Feature Importance in the Age of Explainable AI/ML

Published in

SBC Group Blog

7 min readJul 12, 2020

“By far, the greatest danger of Artificial Intelligence is that people conclude too early that they understand it.” — Eliezer Yudkowsky

Explain or Not to Explain? (A photo is courtesy by Andrea Piacquadio from Pexels)

Why to Explain AI/ML?

In the recent years, we see increasing demand in interpretable AI/ML. Human decision-makers would like to trust their AI-based decision support on the ground of rationale rather than via religious belief in what AI system calculates/suggests/forecasts.

It was quite easy in good old days when the stage was preoccupied by the easily interpretable ML algorithms like (Linear regression, polynomial regression, logistic regression, CART-based decision trees etc.).

However, such algorithms lacked accuracy in many real-world business forecasting and decision support scenarios. It resulted in the advent of highly accurate and complicated algorithms (starting from Random Forests through Gradient Boosting Machine-like algorithms up to the wide spectrum of Neural Networks of the second generation). However, the accuracy came at a price. There was no more easy way to interpret the decision-making flow of such AI/ML algorithms in a human-friendly and rational way.

One of the early attempts to address the challenge was adding the supplementary capability to calculate the feature importance scores by some of the modern algorithms (this is featured, for instance, by Random Forest, GBM, and lightgbm).

However, the feature importance scores are sometimes confusing / misleading due to the fact they are calculated separately from the ML model training itself.

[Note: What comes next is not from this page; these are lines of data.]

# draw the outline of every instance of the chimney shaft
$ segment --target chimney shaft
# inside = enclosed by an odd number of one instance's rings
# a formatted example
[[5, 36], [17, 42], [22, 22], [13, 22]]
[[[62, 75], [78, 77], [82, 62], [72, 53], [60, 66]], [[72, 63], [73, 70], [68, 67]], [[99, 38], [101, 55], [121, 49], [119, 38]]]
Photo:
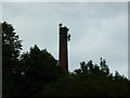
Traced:
[[67, 54], [67, 27], [60, 27], [60, 65], [63, 72], [68, 72], [68, 54]]

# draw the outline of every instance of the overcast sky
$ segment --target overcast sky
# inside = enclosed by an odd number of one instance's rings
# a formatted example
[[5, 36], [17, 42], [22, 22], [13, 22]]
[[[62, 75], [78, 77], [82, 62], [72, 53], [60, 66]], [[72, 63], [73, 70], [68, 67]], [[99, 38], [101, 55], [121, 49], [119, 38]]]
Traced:
[[58, 59], [58, 23], [69, 28], [69, 71], [79, 62], [106, 60], [110, 71], [128, 76], [128, 3], [125, 2], [4, 2], [2, 22], [11, 23], [23, 40], [23, 51], [34, 45]]

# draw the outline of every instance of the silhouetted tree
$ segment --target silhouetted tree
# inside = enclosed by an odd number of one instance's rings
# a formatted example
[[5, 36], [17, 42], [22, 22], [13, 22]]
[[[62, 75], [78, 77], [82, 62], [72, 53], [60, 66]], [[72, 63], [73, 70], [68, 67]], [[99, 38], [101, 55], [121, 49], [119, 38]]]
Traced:
[[13, 26], [6, 22], [2, 23], [2, 93], [9, 95], [14, 87], [12, 74], [18, 66], [22, 40], [14, 32]]

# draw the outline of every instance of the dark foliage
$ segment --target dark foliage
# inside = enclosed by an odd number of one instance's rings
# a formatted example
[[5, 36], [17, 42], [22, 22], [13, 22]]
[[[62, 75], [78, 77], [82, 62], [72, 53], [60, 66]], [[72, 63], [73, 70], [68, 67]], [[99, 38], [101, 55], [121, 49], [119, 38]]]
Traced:
[[130, 82], [118, 72], [109, 74], [105, 60], [99, 66], [90, 60], [81, 62], [80, 69], [47, 84], [39, 95], [42, 96], [130, 96]]
[[11, 24], [2, 23], [2, 95], [14, 96], [130, 96], [130, 81], [100, 65], [80, 62], [80, 69], [63, 73], [47, 49], [37, 45], [20, 54], [22, 40]]

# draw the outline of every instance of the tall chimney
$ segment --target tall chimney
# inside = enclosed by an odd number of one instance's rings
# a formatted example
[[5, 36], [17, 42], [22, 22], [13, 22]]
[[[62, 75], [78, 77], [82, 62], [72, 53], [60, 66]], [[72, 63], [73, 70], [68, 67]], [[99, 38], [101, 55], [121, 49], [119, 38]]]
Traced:
[[67, 27], [60, 24], [60, 65], [63, 72], [68, 72], [68, 52], [67, 52]]

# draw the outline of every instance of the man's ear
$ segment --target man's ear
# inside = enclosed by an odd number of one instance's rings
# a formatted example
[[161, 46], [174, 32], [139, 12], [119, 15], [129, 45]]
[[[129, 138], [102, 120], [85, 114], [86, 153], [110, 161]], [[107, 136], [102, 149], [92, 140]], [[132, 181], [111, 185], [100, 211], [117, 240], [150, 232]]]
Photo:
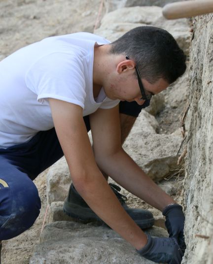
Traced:
[[125, 60], [119, 63], [116, 68], [116, 71], [118, 73], [122, 73], [129, 70], [135, 68], [135, 63], [132, 60]]

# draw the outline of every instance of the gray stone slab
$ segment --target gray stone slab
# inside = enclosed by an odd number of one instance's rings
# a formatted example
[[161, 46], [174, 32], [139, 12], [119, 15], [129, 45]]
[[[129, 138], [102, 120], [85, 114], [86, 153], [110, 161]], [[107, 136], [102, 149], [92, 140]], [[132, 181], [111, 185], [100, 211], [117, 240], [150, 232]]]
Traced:
[[[151, 235], [167, 236], [153, 228]], [[118, 234], [106, 226], [56, 222], [46, 226], [30, 264], [151, 264]]]

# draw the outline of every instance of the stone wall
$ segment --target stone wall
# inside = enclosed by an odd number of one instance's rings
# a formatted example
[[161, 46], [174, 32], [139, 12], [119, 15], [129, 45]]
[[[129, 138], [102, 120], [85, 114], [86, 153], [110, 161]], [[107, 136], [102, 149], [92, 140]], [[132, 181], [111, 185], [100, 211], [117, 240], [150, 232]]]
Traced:
[[196, 18], [191, 41], [185, 180], [187, 264], [213, 263], [213, 16]]

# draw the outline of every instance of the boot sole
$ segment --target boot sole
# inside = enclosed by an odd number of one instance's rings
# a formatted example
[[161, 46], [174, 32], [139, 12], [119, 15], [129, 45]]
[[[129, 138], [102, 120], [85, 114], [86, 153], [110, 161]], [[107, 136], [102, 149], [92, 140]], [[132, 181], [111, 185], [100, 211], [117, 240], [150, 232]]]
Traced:
[[[64, 213], [67, 215], [81, 222], [98, 222], [105, 224], [90, 208], [82, 207], [65, 201], [63, 209]], [[128, 213], [128, 210], [127, 213]], [[134, 222], [142, 229], [147, 229], [154, 225], [154, 218], [152, 217], [146, 219], [134, 220]]]

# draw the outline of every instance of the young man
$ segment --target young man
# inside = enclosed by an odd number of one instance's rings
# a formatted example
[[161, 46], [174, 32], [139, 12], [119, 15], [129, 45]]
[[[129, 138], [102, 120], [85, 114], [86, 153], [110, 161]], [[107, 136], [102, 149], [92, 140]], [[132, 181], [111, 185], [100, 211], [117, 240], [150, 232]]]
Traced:
[[[180, 247], [185, 247], [182, 208], [123, 150], [120, 124], [130, 122], [125, 138], [140, 106], [182, 74], [185, 61], [168, 32], [141, 27], [112, 43], [88, 33], [49, 37], [1, 61], [0, 240], [33, 224], [40, 201], [33, 180], [64, 154], [73, 185], [65, 203], [67, 213], [78, 217], [72, 207], [76, 192], [90, 212], [142, 256], [180, 264]], [[162, 211], [170, 238], [145, 235], [102, 171]]]

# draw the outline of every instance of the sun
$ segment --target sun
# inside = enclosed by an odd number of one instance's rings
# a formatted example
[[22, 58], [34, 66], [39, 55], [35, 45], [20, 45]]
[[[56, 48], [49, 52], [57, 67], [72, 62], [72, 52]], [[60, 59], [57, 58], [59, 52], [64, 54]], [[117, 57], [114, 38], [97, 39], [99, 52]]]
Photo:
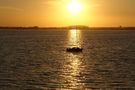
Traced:
[[82, 11], [82, 9], [83, 9], [82, 4], [77, 0], [72, 0], [68, 5], [68, 11], [72, 15], [78, 15]]

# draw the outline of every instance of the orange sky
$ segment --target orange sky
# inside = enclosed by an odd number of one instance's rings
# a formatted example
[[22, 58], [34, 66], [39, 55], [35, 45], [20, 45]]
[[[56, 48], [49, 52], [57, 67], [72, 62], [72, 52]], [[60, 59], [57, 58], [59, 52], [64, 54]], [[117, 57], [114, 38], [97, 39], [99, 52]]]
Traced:
[[135, 26], [135, 0], [76, 0], [83, 10], [76, 16], [72, 0], [0, 0], [0, 26]]

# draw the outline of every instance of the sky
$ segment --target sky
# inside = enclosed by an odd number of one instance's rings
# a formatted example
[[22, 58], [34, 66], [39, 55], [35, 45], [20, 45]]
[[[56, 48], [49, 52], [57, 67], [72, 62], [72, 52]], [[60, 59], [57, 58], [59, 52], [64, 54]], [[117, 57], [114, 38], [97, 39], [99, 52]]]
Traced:
[[0, 26], [91, 27], [135, 26], [135, 0], [0, 0]]

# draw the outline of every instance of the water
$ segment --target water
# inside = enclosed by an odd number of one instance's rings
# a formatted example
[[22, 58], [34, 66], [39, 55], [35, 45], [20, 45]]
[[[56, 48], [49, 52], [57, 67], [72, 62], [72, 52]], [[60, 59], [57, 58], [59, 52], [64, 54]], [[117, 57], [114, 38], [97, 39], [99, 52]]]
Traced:
[[135, 90], [134, 64], [135, 31], [0, 30], [0, 90]]

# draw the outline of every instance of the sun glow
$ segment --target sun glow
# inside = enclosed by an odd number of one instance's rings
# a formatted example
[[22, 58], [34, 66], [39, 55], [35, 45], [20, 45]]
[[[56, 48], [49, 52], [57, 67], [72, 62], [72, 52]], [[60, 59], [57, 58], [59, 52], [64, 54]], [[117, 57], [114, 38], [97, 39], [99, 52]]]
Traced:
[[72, 15], [78, 15], [82, 11], [82, 9], [83, 9], [82, 4], [77, 0], [72, 0], [72, 2], [70, 2], [68, 5], [68, 11]]

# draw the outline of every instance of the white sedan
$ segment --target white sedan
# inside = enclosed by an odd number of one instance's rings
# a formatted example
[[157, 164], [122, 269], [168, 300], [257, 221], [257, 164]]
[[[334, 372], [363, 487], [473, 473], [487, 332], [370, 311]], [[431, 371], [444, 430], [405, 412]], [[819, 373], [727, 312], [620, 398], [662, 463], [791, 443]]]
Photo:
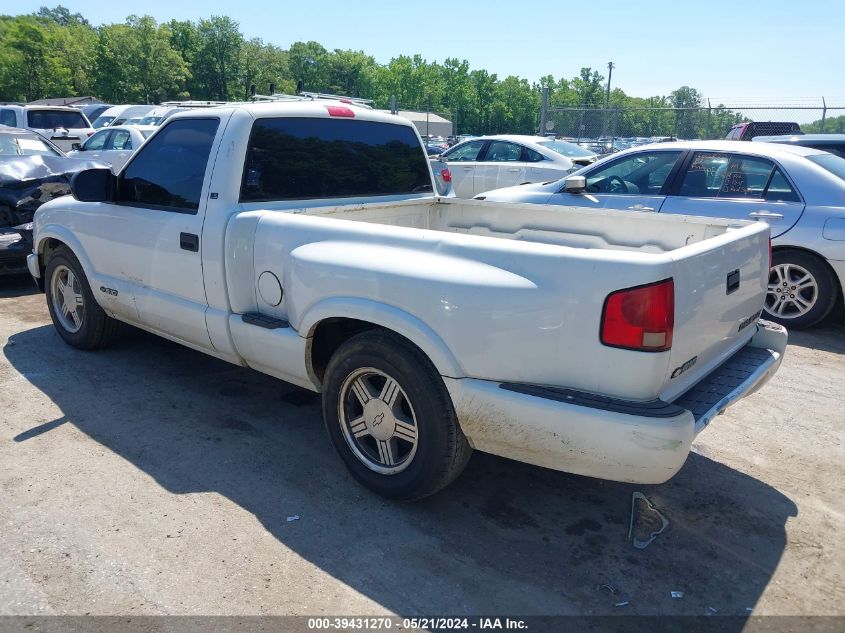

Such a collision gave a birth to several analytical algorithms to calculate the feature importance / do the feature selection for ML models. As opposed to the classical statistical (filtering) approaches (where feature importance is determined on a basis of a certain statistical metric, whether it is a Pierson correlation or Chi Square), such techniques embrace a series of model training experiments under certain feature space tweaks. In such a way, they relatively score the importance of each feature for a specific model to train.

In this post, we are going to review such feature selection / feature importance detection methods. They all will be useful in the strive to build the industrial culture of interpretable AI/ML.

With this direction, we are on a par with the industry giant like Google (who recently launched the services of Explainable AI — see https://cloud.google.com/explainable-ai).

Note: in addition to building comprehensive interpretable ML models, the relevant feature selection will also help you to handle other ML challenges as follows

Dropping the garbage (non-informative) features from your modelling pipeline
Tackling the curse of dimensionality as well as minimizing the impact of the model overfitting

What’s In Your Toolbox?

In real machine-learning problems, tackling the curse of dimensionality as well as increasing the model interpretability are translated to solid feature selection techniques.

Apart from the filtering-based methods (correlation- or chi-square-based) or PCA (the latter is mostly applicable to linear regression problems), there is a set of analytical (computational) feature selection methods.

In the subsections below, we will review the available analytical feature selection options, along with the technical implementation details for them in Python.

Wrapper-based methods

Wrapper-based methods treat the selection of a set of features as a search problem.

RFE and its implementation in sckit-learn can be referred to as one of the good options to go on with it, for example.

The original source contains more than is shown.